I managed to get in touch with Michel Lonsdale and thoroughly enjoyed watching him rehearse Pinter's
Old Times
at the Théâtre de l'Odéon. Through him I was introduced to the company of the Comédie-Française. Because their stagehands were on strike, they had moved into a tent in a nearby park, where they were preparing a production of Molière's
Le Bourgeois gentilhomme.
As I watched rehearsals I was surprised to find that the director was mounting an extremely traditional production. Actors would come forward and declaim their lines, playing directly to the audience as they did in the seventeenth century. I talked to some of the company and discovered that they felt Molière must be done “properly,” not reinvented for a modern audience. From studying the play in high school, I remembered it being extremely funny, and I'd seen productions in the States that were fresh and inventive. The Comédie-Française production was unbelievably boring, a real disappointment. On opening night I left after the first act.

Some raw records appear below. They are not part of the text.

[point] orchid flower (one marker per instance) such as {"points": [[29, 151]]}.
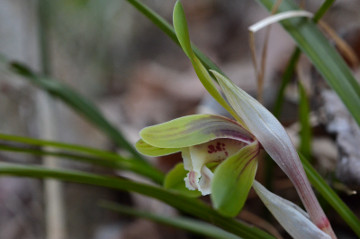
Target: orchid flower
{"points": [[208, 140], [220, 155]]}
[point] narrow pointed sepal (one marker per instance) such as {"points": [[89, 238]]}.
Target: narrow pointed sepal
{"points": [[192, 130], [294, 220]]}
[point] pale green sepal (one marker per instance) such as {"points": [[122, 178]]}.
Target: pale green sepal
{"points": [[266, 128], [149, 150], [294, 220], [233, 179], [192, 130], [174, 181], [181, 29]]}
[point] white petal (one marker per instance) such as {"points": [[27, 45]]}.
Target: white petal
{"points": [[294, 220], [196, 157]]}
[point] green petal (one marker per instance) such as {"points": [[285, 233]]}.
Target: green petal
{"points": [[233, 179], [174, 181], [149, 150], [192, 130]]}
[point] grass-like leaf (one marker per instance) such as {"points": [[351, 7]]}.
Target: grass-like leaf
{"points": [[114, 162], [76, 102], [324, 56], [195, 226], [188, 205], [331, 197], [304, 116]]}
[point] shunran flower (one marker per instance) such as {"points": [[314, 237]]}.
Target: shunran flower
{"points": [[220, 155]]}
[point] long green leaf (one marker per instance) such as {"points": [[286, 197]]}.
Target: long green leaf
{"points": [[304, 116], [188, 224], [81, 105], [188, 205], [115, 163], [331, 197], [163, 25], [324, 56]]}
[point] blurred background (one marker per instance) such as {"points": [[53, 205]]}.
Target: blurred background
{"points": [[115, 57]]}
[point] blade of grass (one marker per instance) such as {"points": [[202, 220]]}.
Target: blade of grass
{"points": [[84, 107], [117, 163], [188, 224], [322, 10], [109, 160], [163, 25], [188, 205], [304, 117], [324, 57], [75, 101], [331, 197]]}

I spent a lot of time roaming the city. Because I spoke French, I was treated better than many Americans. I could chat with people in restaurants, ask anyone on the street for directions, and catch up on the news by reading
Le Monde
instead of the
International Herald Tribune.
At Jacqueline's apartment on Sunday evenings, I confidently joined the discussions over dinner led by her father (a lawyer), who was usually challenged by her mother (a schoolteacher). Sometimes the whole family stayed at the table for two or three hours, enjoying lively arguments. Before I knew what was happening, I was becoming more French. I took to wearing a fisherman's sweater and baggy pants, and spent many afternoons in a bar smoking a pipe and writing in my journal. I have no idea who I thought I was, but I was still experimenting with different identities, both onstage and off. I tended to immerse myself in any new environment. In San Diego I looked like a surfer; at Cornell, a dyed-in-the-wool preppie; and now in France I was becoming some kind of generic bohemian.